1. Discovery of the Caution Direction

On DeepSeek-R1-Distill-Llama-8B, the middle-layer activations are collected during model CoT generation. By contrasting the activation differences when processing harmful versus harmless prompts, PCA is leveraged to find the principal direction distinguishing refusal and compliance behaviors:

\[\mathbf{d}_{\text{caution}} = \text{PCA}_1\left(\mathbb{E}[\mathbf{h}_{\text{refuse}}] - \mathbb{E}[\mathbf{h}_{\text{comply}}]\right)\]

This direction is termed the "caution direction" because it is highly correlated with cautious reasoning patterns in the CoT text (e.g., "I need to be careful", "this might be harmful").

2. Direction Ablation Attack

The projection of the activation vector onto the caution direction is removed:

\[\mathbf{h}' = \mathbf{h} - (\mathbf{h} \cdot \mathbf{d}_{\text{caution}}) \mathbf{d}_{\text{caution}}\]

This operation is only applied to the token activations during the CoT generation phase, leaving the prompt processing untouched.

3. Combination with Prompt Attacks

Integrating the caution direction information into prompt optimization attacks (such as GCG) allows the adversarial suffix to push the model away from the caution direction in the activation space, enhancing attack success rates.
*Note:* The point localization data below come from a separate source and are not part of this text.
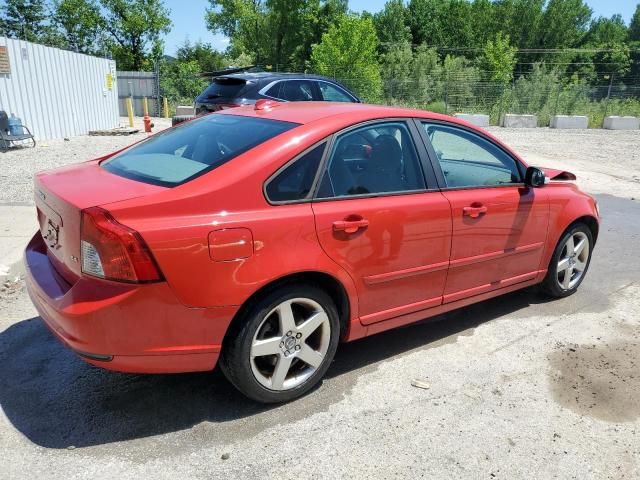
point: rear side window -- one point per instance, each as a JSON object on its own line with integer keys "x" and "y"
{"x": 224, "y": 88}
{"x": 295, "y": 181}
{"x": 331, "y": 93}
{"x": 292, "y": 91}
{"x": 194, "y": 148}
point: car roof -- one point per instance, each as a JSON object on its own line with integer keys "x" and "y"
{"x": 272, "y": 76}
{"x": 343, "y": 114}
{"x": 308, "y": 112}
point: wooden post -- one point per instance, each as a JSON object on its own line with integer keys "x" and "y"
{"x": 166, "y": 107}
{"x": 130, "y": 111}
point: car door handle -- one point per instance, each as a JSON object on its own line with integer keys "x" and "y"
{"x": 474, "y": 211}
{"x": 350, "y": 226}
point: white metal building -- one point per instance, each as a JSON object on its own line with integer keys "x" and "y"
{"x": 55, "y": 92}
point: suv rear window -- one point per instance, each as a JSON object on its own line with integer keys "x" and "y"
{"x": 224, "y": 88}
{"x": 183, "y": 153}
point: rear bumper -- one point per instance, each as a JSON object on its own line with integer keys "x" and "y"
{"x": 124, "y": 327}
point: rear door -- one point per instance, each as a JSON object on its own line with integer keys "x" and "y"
{"x": 378, "y": 218}
{"x": 499, "y": 224}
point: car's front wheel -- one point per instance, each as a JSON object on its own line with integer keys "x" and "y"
{"x": 570, "y": 261}
{"x": 283, "y": 344}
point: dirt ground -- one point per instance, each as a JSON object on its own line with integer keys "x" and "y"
{"x": 517, "y": 387}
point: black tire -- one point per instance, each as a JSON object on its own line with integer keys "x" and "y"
{"x": 178, "y": 119}
{"x": 235, "y": 359}
{"x": 550, "y": 284}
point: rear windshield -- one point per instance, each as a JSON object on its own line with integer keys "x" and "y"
{"x": 224, "y": 88}
{"x": 193, "y": 148}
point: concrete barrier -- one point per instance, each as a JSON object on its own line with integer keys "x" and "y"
{"x": 510, "y": 120}
{"x": 621, "y": 123}
{"x": 185, "y": 110}
{"x": 569, "y": 121}
{"x": 478, "y": 119}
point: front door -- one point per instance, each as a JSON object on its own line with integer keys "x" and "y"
{"x": 499, "y": 224}
{"x": 376, "y": 219}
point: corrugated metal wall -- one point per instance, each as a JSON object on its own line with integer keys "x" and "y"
{"x": 138, "y": 85}
{"x": 58, "y": 93}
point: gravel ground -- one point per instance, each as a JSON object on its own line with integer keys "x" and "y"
{"x": 604, "y": 161}
{"x": 17, "y": 166}
{"x": 516, "y": 387}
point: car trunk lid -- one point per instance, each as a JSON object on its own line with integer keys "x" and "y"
{"x": 60, "y": 197}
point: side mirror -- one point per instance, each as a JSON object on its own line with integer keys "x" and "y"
{"x": 534, "y": 177}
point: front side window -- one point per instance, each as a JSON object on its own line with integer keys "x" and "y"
{"x": 468, "y": 160}
{"x": 180, "y": 154}
{"x": 331, "y": 93}
{"x": 295, "y": 181}
{"x": 374, "y": 159}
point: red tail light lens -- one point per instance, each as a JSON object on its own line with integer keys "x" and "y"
{"x": 114, "y": 251}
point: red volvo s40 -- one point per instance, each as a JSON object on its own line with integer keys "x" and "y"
{"x": 261, "y": 237}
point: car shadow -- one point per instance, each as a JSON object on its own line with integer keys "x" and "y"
{"x": 58, "y": 401}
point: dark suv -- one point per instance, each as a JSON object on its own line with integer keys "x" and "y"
{"x": 233, "y": 90}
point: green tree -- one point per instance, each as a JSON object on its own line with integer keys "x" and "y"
{"x": 499, "y": 59}
{"x": 135, "y": 28}
{"x": 427, "y": 73}
{"x": 391, "y": 23}
{"x": 244, "y": 22}
{"x": 317, "y": 17}
{"x": 565, "y": 23}
{"x": 441, "y": 23}
{"x": 634, "y": 26}
{"x": 208, "y": 59}
{"x": 81, "y": 25}
{"x": 609, "y": 37}
{"x": 395, "y": 66}
{"x": 349, "y": 51}
{"x": 24, "y": 19}
{"x": 180, "y": 81}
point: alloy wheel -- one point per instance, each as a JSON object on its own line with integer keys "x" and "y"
{"x": 573, "y": 260}
{"x": 290, "y": 344}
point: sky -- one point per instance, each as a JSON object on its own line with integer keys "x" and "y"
{"x": 188, "y": 21}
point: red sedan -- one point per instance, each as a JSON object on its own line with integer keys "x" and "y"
{"x": 261, "y": 237}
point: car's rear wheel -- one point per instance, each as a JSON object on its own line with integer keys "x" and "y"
{"x": 570, "y": 262}
{"x": 283, "y": 344}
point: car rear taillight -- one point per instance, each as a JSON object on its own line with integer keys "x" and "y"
{"x": 114, "y": 251}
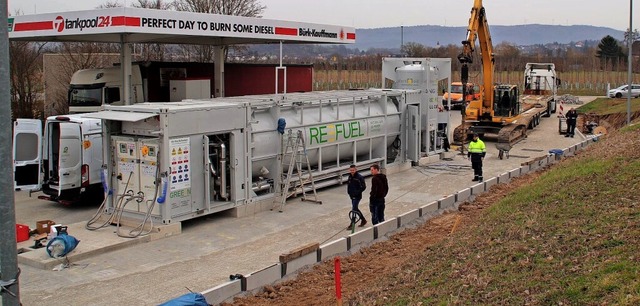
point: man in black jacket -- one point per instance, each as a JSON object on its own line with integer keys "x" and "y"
{"x": 379, "y": 189}
{"x": 355, "y": 187}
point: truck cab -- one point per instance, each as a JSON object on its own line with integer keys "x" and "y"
{"x": 91, "y": 88}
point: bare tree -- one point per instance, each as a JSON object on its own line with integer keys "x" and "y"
{"x": 26, "y": 73}
{"x": 246, "y": 8}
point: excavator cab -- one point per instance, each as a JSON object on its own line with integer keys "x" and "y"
{"x": 505, "y": 101}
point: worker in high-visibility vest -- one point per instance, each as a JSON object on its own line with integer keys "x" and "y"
{"x": 477, "y": 151}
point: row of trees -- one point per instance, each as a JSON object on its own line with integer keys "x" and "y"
{"x": 27, "y": 83}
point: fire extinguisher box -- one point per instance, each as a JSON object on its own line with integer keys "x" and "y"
{"x": 22, "y": 232}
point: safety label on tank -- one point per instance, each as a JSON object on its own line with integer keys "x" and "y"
{"x": 180, "y": 164}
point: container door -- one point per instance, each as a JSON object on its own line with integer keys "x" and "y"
{"x": 27, "y": 153}
{"x": 70, "y": 152}
{"x": 413, "y": 133}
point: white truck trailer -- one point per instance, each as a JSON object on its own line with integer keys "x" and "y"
{"x": 176, "y": 161}
{"x": 540, "y": 85}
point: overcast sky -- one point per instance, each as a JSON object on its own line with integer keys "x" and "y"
{"x": 392, "y": 13}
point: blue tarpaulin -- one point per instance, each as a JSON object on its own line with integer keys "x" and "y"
{"x": 189, "y": 299}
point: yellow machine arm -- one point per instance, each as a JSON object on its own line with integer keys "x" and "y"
{"x": 479, "y": 29}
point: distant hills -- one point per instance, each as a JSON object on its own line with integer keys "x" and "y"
{"x": 523, "y": 35}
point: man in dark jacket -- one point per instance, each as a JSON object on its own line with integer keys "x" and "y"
{"x": 379, "y": 189}
{"x": 355, "y": 187}
{"x": 572, "y": 117}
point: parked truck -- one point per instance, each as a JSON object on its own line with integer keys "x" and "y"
{"x": 499, "y": 109}
{"x": 541, "y": 85}
{"x": 173, "y": 81}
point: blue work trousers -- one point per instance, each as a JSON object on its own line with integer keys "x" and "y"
{"x": 376, "y": 207}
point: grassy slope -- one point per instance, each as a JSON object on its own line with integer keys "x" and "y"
{"x": 570, "y": 237}
{"x": 606, "y": 106}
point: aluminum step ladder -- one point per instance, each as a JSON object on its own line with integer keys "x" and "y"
{"x": 294, "y": 155}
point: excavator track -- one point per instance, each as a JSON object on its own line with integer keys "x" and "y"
{"x": 509, "y": 136}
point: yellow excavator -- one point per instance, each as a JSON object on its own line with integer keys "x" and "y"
{"x": 498, "y": 109}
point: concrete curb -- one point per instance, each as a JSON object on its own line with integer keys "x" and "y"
{"x": 270, "y": 275}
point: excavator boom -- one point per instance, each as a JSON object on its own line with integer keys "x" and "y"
{"x": 498, "y": 109}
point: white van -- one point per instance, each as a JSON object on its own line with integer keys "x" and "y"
{"x": 70, "y": 158}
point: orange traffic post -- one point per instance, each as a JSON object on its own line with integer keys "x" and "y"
{"x": 336, "y": 262}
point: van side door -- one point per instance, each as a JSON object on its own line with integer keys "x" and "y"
{"x": 70, "y": 156}
{"x": 27, "y": 154}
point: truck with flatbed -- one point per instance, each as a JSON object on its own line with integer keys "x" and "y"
{"x": 499, "y": 108}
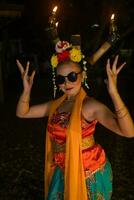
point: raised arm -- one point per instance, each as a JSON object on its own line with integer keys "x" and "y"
{"x": 23, "y": 109}
{"x": 121, "y": 121}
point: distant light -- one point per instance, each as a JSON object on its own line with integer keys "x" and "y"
{"x": 112, "y": 17}
{"x": 95, "y": 26}
{"x": 55, "y": 9}
{"x": 57, "y": 23}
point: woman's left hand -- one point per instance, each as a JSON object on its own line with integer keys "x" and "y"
{"x": 112, "y": 73}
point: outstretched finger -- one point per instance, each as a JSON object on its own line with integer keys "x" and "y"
{"x": 108, "y": 69}
{"x": 120, "y": 68}
{"x": 20, "y": 66}
{"x": 115, "y": 64}
{"x": 32, "y": 75}
{"x": 27, "y": 68}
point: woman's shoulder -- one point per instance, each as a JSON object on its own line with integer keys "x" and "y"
{"x": 90, "y": 107}
{"x": 90, "y": 101}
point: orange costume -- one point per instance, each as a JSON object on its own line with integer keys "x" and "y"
{"x": 70, "y": 145}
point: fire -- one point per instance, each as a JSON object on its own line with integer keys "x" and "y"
{"x": 55, "y": 9}
{"x": 57, "y": 24}
{"x": 113, "y": 16}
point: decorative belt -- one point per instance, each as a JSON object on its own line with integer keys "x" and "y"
{"x": 87, "y": 142}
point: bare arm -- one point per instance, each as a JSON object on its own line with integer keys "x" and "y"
{"x": 119, "y": 122}
{"x": 23, "y": 109}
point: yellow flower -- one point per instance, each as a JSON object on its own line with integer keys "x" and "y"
{"x": 75, "y": 55}
{"x": 54, "y": 61}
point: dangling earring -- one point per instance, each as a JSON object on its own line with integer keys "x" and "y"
{"x": 85, "y": 75}
{"x": 54, "y": 82}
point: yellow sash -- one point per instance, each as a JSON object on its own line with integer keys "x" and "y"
{"x": 75, "y": 186}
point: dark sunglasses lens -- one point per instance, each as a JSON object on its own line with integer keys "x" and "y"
{"x": 60, "y": 79}
{"x": 72, "y": 76}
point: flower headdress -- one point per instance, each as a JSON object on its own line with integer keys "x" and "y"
{"x": 65, "y": 51}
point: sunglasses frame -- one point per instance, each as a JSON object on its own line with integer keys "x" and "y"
{"x": 67, "y": 76}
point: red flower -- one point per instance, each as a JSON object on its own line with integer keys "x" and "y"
{"x": 63, "y": 56}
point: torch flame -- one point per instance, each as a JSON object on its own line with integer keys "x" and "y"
{"x": 55, "y": 9}
{"x": 57, "y": 24}
{"x": 112, "y": 17}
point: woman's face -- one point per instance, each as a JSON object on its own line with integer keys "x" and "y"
{"x": 68, "y": 87}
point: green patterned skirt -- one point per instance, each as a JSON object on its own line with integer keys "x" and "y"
{"x": 99, "y": 186}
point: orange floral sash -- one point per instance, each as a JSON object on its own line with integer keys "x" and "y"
{"x": 75, "y": 186}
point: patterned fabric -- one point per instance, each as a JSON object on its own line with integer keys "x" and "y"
{"x": 99, "y": 185}
{"x": 96, "y": 169}
{"x": 93, "y": 157}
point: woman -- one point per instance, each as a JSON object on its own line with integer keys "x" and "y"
{"x": 76, "y": 168}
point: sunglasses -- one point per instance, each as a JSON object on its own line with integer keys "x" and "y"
{"x": 72, "y": 77}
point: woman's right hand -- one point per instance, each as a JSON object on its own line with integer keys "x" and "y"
{"x": 27, "y": 80}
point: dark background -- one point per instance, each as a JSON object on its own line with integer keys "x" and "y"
{"x": 23, "y": 35}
4. Sufficiency of CoT-only Intervention

Key finding: Intervening only in the activations of CoT tokens is sufficient to control the final output, without requiring modifications to the activations during the prompt processing phase. This proves that the safety decisions of reasoning models indeed occur during the CoT generation process.

Experiments

Main Results

Method ASR (Attack Success Rate) Intervention Phase
No Attack (Baseline) ~5%
Prompt-only GCG ~30% Prompt
CoT Caution Direction Ablation ~75% CoT
GCG + Caution Direction Ablation ~85% Prompt + CoT

Ablation Study

Intervention Phase Effectiveness
Prompt Activations Only Weak, model recovers caution in CoT
CoT Activations Only Strong, directly bypasses safety reasoning
Prompt + CoT Activations Strongest
Final Response Activations Only Ineffective, decision is already finalized in CoT

Key Findings

  • The caution direction generalizes across different harmful categories (violence, fraud, etc.).
  • The linear separability of this direction indicates that safety mechanisms are encoded in a simple, linear manner.
  • Activations along the caution direction are highest in the first few tokens of the CoT, indicating that the model makes safety judgments early in the CoT phase.

Highlights & Insights

  • CoT is a New Attack Surface: Reasoning models shift safety decisions from the prompt boundary to the internal CoT, which conversely exposes a new vulnerability for manipulation.
  • Linear Safety Representation: Safety behavior is encoded as a simple linear direction in the activation space, rather than as complex non-linear structures.
  • Precision of Intervention: Intervening only in the CoT phase is sufficient to control the output, demonstrating that CoT is the primary vehicle for reasoning model safety.
  • Implications for Alignment Research: Alignment methods like RLHF might only create shallow linear boundaries in the activation space.

Limitations & Future Work

  • Only evaluated on DeepSeek-R1-Distill-Llama-8B (an 8B distilled model), without testing larger-scale original models.
  • The robustness of the caution direction (e.g., its stability after model fine-tuning) was not sufficiently investigated.
  • Defense strategies (e.g., detecting caution direction ablation) are not discussed.
  • Being a workshop paper, the scale of experiments is limited.
  • Representation Engineering (Zou et al., 2023): Identifying safety-related linear directions in conventional LLMs.
  • GCG Attack (Zou et al., 2023): Gradient-based optimization for universal jailbreak suffixes.
  • DeepSeek-R1: An open-source reasoning model with strong CoT reasoning capabilities.
  • This work extends representation engineering from conventional LLMs to the CoT phase of reasoning models, opening up a new research direction.

Rating

⭐⭐⭐⭐ — Concisely and powerfully reveals a new attack surface in the safety mechanisms of reasoning models; the findings carry significant security research implications.